Mayor Bill de Blasio added that it had been "a tough night" and commended the bravery of New York City's officers.

"Everyone look, this is a moment in our history, we gotta support each other, not matter what else is happening around us, we got to be there for each other," he said. "We got to find a way to move forward, no matter how much is thrown at us, the coronavirus and everything else."

Patrolmen's Benevolent Association President Patrick Lynch blamed Wednesday night's attack on anti-police rhetoric during the protests.

"Are we surprised? Are we surprised we're here in the hospital again. Did we doubt because of the rhetoric we're hearing, the anti-police rhetoric that's storming our streets, are we surprised that we got this call? I'm not. We said it's going to happen," he said.

In a post on Twitter on Wednesday night, Shea said the looting and crime in New York City in recent days had nothing to do with the peaceful protests occurring in the city.

"The widespread criminal activity that we're witnessing at night has nothing to do with the peaceful protests we're standing with during the day," he said. "This senseless looting is organized by bad-actors using a worthy cause as cover."

New York and cities across the U.S. have been rocked by days of protests against police brutality sparked by Floyd's death in Minneapolis on May 25.

The scene of Wednesday night's attack—hours after an 8 p.m. curfew was in effect in a bid to quell violence and looting—is just a block away from where demonstrators and police clashed days ago in an hours-long standoff, the Associated Press reported, which saw a police car burned and protesters beaten with batons.

Earlier this week, De Blasio and Gov.

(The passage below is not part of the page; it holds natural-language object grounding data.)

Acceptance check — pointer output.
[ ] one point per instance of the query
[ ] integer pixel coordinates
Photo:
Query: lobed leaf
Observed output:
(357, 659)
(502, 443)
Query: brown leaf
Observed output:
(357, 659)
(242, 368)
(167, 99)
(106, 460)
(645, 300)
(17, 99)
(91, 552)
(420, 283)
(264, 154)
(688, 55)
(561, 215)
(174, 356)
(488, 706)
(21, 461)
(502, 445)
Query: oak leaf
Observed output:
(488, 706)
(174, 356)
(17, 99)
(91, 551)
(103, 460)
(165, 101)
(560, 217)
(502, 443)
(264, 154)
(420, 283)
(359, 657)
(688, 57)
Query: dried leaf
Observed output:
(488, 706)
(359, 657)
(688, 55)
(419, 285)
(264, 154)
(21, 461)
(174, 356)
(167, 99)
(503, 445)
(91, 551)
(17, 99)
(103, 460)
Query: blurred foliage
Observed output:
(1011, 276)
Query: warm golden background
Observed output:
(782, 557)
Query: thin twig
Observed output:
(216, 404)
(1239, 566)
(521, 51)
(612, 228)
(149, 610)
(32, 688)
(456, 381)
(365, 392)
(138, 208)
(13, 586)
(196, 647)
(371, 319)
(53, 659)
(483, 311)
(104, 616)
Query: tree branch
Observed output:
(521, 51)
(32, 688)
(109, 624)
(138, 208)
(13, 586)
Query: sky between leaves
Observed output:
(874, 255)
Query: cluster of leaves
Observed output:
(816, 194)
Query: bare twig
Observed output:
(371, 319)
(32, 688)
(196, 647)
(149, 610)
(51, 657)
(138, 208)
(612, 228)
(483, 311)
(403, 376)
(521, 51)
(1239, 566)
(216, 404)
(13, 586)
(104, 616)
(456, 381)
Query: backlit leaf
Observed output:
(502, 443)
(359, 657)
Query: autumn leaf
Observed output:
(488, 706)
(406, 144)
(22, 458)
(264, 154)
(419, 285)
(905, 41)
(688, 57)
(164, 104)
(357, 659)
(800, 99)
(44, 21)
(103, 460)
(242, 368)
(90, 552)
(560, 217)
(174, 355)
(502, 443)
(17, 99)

Andrew Cuomo have said the outbreaks of violence had given them no choice to impose a curfew and boost police presence.

Cuomo on Monday said he thought some of the NYPD's responses to protesters had "exacerbated" the situation.

He also said he believed an NYPD officer who was seen driving into a crowd of protesters in Brooklyn during protests over the weekend should be fired.

"There are videos of NYPD cars driving into a crowd that are very disturbing, pulling a mask down off a person to pepper spray them, throwing a woman to the ground. It's on video," Cuomo said.

This article has been updated with additional information.